The dark forces at work are personal as well as physical. Sy Lombrok (Kellan Lutz) is an ex-nurse who has had an unhappy past, and he forms a cautious relationship with Lieutenant Kane Sommerville (Daniel MacPherson), an ex-fighter pilot. Kane is escaping from the clutches of the military contractor company, Exor, which has unethically permitted one of its major programs to get out of control. When Kane learns that Exor intends to destroy the planet because of the program, he escapes to save his daughter (“The Osiris Child”) from what he knows is going to happen.
Kane, with the aid of Sy, goes in search of his daughter, Indi (Teagan Croft). In trying to find her, they engage with some very eccentric characters along the way, including two very unusual characters they come across in a bar – Gyp and Bill (Isabel Lucas and Luke Ford), who join them. The movie is visually arresting, action-oriented, and very well photographed, and it puts its core emphasis on human emotion. It uses a wide variety of set designs that range impressively from a funky rock-and-roll drinking bar to isolated desert locations, and with a powerful rock-musical score it employs lots of plot surprises to help maintain the tension.
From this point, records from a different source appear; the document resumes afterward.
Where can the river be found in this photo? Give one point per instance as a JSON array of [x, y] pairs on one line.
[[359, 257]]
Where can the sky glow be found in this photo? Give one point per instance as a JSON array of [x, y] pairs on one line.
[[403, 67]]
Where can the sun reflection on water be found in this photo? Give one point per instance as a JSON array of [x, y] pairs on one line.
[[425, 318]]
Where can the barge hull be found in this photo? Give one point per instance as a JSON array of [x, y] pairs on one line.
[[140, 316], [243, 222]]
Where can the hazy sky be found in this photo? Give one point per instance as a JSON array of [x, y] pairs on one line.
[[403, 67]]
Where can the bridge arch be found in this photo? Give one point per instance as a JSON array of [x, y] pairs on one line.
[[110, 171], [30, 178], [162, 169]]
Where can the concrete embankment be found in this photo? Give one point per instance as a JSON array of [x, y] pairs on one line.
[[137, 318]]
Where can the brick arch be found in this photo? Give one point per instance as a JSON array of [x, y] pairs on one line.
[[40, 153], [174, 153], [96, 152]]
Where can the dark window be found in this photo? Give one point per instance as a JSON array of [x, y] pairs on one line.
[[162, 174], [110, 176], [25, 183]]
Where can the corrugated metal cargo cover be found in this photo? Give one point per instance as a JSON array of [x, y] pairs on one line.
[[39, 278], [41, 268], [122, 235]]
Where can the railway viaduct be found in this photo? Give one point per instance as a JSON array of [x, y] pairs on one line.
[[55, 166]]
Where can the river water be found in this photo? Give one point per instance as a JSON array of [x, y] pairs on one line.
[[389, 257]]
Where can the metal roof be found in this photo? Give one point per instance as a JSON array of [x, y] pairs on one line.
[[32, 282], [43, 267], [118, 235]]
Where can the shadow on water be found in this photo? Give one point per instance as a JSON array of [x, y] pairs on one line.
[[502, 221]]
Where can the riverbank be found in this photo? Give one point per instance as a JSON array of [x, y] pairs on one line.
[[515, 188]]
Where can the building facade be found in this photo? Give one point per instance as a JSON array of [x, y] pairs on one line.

The acting in the movie is uniformly good. Daniel MacPherson stands out as the troubled father, trying to cope with the daughter he has left behind. Rachel Griffiths cooly plays General Lynex, who gives the order to destroy the planet to cover up for Exor’s mistakes. For Sy and Kane, it is a race against time to outwit Exor, while also battling with savage creatures, called Raggeds, that are genetically modified and murderous, and that are the results of Exor’s experimental program going terribly wrong. Kane also has to cope with the internal tensions of thinking he is a failed parent.
This is an Australian movie, which fits the sci-fi genre distinctively. Its special effects are sophisticated, and its photography nicely captures the isolation of the Australian landscape – the film’s director, Shane Abbess, has transformed outback Australia to make it suitable for alien encounters. Further, Abbess employs novel twists to the theme of colonisation that keep viewers guessing. The real difference is that this is a sci-fi movie that is character- and plot-intensive: the sci-fi look of the film is nearly always secondary to the strength of both plot and character.
Although the film’s imagery is finely detailed, there are hiccups. The Raggeds shuffle instead of moving seamlessly, indicating that some of the special effects are not right, though the Raggeds look sinister. At the centre of the movie are human relationships and human attachments to which Abbess keeps returning.
This is an impressive Australian-made adventure story which is different, and one that tackles a demanding genre in an unusual way. It has its weaknesses – it is loose in narrative, mixes time-frames a little confusingly, flirts with some sadistic imagery, and has some clumsy special effects – but it is surprisingly watchable. The entire cast is Australian, and the film makes excellent use of the countryside surrounding the town of Coober Pedy, in South Australia.